The Suburbs Are Deficient Because We Made Them That Way

With their unhealthy environments, unsustainability, and relatively poor return on investment, "the suburbs" are an easy target for criticism. But suburbs aren't inherently inadequate, says David Levinson, they suffer from poor postwar urban design.
September 10, 2013, 10am PDT | Jonathan Nettler | @nettsj
Share Tweet LinkedIn Email Comments
radcliffe dacanay

Not all suburbs are bad, points out Levinson. Take the streetcar suburbs built prior to World War II for example, or the small towns that eventually became parts of larger metropolitan areas. "It is a particular design of a particular era," that creates a bad name for "the suburbs", he writes.

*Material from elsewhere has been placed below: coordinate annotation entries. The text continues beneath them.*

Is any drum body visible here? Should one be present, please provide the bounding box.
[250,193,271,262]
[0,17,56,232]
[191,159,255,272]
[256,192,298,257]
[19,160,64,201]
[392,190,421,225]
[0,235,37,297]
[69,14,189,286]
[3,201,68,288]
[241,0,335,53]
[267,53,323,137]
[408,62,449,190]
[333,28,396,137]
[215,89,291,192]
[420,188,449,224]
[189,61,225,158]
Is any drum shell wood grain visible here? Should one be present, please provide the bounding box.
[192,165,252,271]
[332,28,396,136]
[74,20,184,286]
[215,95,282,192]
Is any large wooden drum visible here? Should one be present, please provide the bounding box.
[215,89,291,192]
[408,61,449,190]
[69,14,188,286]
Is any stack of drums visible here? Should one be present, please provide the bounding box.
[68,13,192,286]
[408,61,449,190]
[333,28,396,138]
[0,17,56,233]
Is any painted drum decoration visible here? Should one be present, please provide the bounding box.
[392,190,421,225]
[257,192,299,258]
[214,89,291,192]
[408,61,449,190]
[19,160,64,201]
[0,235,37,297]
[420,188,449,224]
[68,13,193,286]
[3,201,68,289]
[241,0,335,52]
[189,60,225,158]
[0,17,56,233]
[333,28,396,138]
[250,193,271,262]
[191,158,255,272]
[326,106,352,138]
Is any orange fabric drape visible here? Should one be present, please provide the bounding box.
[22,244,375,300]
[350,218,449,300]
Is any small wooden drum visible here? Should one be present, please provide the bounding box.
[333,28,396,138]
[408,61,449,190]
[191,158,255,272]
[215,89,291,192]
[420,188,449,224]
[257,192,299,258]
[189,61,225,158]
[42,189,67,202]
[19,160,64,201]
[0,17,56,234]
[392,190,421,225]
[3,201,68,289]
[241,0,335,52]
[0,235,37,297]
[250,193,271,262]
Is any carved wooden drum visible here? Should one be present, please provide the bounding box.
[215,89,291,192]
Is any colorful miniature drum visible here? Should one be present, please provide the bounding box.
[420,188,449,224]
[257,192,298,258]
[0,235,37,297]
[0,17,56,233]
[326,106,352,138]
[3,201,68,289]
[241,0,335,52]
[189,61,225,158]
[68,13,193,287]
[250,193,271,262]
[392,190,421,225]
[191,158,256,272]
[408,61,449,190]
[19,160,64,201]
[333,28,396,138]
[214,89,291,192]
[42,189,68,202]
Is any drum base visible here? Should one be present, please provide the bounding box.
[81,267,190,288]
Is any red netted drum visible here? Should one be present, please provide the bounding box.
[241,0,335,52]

"The problem with the suburbs isn’t that they are not the city," adds Levinson. "The problem with the suburbs is the same problem as the city, they had a bad 5 or 6 decades of urban design. Cities in the same period saw urban renewal, mostly mediocre architecture, replacement of buildings with surface parking lots, and a general hollowing out. It’s not because it’s the city that this is a problem, it’s because there were some terrible design (planning, engineering) memes out there which got implemented as policy, while operating in a market that just had no taste. It is worse with the suburbs, as for many, those six decades of urban design were the only six decades of development they had, while for the city, at least the older street network remained mostly intact, as did some of the older commercial buildings and much of the housing stock."